Practical Value and Future of ESG Annotation
Quality annotation of reports is the foundation for creating fair, fast, and automated intelligent systems in the field of sustainability.
Automated ESG Scoring
The principal practical value of annotation is that it enables the building of automated ESG scoring models. Thanks to normalization and categorization, AI models can evaluate thousands of companies against clear and unified criteria. This eliminates the subjectivity of manual analysis. Instead of months of analyst work, AI can perform an initial assessment of a company's ESG profile in minutes.
Real Time Monitoring
In the future, well-trained AI agents will be able to assume the role of continuous monitoring. AI agents will be able to monitor not only annual reports but also company publications, news, press releases, and social media. Upon detecting a new fact, AI will automatically update the ESG profile rating, providing investors with up-to-date information.
Transition to Multimodal Data
The future of ESG analysis extends beyond just text. For a more comprehensive understanding of company activities, the integration of various types of data is necessary. It is needed to prepare the infrastructure and expert teams for annotating multimodal data.
This involves analyzing images and audio messages to extract ESG facts. Thus, annotation is not just a stage of data processing but a strategic investment in the reliability and speed of future ESG analysis.
FAQ
Why can't AI simply "read" an ESG report without annotation?
AI works excellently with structured data, but ESG reports are unstructured texts.
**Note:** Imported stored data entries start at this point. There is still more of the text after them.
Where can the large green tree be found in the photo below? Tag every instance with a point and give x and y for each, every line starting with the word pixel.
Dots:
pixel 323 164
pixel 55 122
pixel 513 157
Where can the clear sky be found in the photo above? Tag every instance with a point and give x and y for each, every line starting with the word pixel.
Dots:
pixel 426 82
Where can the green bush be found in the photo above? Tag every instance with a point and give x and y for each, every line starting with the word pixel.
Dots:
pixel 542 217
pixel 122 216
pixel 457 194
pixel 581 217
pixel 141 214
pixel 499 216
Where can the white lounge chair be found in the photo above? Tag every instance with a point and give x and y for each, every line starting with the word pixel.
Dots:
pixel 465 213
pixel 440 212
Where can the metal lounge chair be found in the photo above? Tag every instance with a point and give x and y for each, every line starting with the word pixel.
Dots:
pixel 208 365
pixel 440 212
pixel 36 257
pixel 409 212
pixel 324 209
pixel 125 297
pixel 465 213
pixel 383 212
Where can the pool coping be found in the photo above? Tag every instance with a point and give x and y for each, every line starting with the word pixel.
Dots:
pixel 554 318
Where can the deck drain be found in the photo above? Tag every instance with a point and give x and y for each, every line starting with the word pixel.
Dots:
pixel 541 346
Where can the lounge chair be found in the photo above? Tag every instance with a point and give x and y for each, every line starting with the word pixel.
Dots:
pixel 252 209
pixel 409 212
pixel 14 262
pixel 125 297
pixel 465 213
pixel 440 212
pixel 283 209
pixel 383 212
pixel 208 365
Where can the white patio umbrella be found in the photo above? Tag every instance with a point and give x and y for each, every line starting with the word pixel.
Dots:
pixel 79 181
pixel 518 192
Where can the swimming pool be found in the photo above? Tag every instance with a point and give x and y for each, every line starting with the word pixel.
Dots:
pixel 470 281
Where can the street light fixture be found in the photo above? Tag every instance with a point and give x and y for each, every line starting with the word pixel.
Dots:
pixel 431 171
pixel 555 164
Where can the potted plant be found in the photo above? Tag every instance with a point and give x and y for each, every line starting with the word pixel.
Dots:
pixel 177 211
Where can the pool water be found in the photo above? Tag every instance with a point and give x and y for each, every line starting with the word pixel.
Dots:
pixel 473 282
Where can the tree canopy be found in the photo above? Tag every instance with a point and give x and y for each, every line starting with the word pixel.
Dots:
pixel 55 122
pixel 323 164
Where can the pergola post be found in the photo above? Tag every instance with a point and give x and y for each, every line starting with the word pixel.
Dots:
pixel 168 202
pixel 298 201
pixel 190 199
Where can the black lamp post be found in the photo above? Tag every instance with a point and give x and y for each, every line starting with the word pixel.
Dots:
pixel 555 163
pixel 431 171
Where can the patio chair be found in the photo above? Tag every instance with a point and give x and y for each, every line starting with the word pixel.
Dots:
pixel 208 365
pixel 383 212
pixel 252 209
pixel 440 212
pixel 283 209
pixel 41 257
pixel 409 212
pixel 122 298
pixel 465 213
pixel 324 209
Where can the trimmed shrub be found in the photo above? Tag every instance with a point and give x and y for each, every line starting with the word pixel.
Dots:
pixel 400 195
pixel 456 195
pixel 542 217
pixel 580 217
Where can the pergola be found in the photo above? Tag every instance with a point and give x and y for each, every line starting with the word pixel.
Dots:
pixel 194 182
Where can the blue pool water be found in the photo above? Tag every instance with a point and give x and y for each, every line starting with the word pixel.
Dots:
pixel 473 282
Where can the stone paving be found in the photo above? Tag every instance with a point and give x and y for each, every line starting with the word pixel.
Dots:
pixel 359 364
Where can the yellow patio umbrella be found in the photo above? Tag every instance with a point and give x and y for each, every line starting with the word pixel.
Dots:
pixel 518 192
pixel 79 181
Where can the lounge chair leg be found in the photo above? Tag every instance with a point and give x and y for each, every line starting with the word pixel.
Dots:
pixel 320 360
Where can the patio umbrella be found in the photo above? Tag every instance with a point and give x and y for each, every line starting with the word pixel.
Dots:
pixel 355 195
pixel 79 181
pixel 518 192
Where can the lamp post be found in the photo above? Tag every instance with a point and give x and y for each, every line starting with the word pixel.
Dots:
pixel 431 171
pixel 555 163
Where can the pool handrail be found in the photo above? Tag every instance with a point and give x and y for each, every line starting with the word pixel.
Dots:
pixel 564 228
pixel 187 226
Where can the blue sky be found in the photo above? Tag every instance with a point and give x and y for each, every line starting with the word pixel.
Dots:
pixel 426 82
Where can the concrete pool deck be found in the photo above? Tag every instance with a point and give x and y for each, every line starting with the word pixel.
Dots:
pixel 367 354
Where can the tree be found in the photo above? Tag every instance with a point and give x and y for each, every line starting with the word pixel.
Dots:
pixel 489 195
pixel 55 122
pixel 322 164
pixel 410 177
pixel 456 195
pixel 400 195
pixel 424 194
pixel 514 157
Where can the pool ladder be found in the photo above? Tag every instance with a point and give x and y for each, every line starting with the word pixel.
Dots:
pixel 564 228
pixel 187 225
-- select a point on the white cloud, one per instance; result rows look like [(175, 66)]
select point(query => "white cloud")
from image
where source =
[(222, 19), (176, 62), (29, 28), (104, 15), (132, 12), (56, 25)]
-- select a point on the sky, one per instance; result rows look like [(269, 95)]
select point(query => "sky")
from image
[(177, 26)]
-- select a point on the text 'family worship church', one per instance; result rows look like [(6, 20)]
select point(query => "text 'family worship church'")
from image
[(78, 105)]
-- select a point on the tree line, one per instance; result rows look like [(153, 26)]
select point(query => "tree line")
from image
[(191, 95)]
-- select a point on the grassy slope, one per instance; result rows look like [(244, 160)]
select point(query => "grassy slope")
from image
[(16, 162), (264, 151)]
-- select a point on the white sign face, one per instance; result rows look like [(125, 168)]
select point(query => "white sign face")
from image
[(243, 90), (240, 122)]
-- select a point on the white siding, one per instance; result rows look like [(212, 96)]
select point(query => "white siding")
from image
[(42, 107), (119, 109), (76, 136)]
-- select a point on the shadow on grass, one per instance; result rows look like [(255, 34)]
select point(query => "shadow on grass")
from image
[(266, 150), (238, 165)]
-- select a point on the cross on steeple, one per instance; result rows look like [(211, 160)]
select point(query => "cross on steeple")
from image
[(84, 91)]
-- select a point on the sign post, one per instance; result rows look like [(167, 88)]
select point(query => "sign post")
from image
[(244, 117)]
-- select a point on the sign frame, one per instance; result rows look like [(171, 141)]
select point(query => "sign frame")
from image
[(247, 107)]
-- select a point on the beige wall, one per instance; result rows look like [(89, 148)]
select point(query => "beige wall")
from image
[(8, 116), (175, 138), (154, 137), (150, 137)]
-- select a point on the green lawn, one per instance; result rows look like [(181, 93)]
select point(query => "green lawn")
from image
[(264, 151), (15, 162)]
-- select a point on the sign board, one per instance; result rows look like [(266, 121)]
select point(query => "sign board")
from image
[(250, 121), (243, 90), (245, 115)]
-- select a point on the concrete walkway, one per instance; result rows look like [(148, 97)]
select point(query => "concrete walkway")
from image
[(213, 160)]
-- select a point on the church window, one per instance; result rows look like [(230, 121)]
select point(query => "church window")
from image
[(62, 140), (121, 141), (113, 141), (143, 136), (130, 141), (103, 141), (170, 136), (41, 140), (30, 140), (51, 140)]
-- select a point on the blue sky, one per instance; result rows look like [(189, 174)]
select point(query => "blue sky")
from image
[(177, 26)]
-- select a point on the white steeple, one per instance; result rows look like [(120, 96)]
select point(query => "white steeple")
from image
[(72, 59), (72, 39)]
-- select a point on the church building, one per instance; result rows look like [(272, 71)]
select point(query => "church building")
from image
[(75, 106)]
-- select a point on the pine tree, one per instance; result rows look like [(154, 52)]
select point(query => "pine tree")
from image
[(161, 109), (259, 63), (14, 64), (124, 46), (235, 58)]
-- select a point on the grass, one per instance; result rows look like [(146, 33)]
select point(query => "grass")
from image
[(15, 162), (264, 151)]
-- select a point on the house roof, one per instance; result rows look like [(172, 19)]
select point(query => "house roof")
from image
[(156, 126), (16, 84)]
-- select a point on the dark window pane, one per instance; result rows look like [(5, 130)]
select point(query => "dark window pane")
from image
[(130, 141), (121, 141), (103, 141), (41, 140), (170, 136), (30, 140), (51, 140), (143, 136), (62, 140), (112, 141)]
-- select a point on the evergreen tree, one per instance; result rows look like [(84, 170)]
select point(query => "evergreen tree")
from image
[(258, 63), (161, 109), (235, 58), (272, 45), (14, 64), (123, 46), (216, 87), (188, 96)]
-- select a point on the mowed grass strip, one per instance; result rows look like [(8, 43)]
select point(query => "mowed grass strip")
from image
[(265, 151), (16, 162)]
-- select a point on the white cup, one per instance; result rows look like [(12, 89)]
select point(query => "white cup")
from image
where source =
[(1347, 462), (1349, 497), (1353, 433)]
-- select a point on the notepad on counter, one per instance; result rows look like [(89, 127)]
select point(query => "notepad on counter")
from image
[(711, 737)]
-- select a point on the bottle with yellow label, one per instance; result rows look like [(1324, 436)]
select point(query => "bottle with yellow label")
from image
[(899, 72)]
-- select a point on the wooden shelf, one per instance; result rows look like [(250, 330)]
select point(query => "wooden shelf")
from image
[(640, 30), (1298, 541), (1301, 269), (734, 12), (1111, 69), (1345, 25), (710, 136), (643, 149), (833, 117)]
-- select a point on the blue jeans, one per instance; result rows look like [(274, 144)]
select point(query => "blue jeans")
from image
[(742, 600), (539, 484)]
For AI to understand what the phrase "We reduced emissions by 15%" means, it must be trained. Annotation creates this "textbook" for AI.
What is normalization, and why is it critically important for ESG scoring?
Normalization is the process of aligning all extracted facts with a single international standard, such as GRI, SASB, or SDG alignment. This is important because different companies use different terminology. Normalization ensures data comparability: AI can compare one company's "use of solar energy" with another's "renewable energy" because both phrases are linked to a single category.
How will AI annotation transition from text to multimodal data?
Annotation will expand beyond text to include images, video, and audio. This means that experts will not only annotate text snippets, but also objects in photos, events in videos, and important moments in audio recordings. This approach allows AI to understand more context and work with a larger set of ESG signals.
Why is manual expert annotation considered the "Gold Standard", but is not a scaling solution?
Manual annotation provides the highest accuracy because it is performed by experts who understand the ESG context. This creates the "Gold Standard" dataset. However, it is too slow and expensive to process the thousands of new reports released every year. Therefore, AI-assisted annotation is used for scaling.
What is the main practical benefit of the entire annotation process?
It enables the automation of ESG assessments. This allows the rapid assessment of many companies by providing structured data rather than subjective evaluations.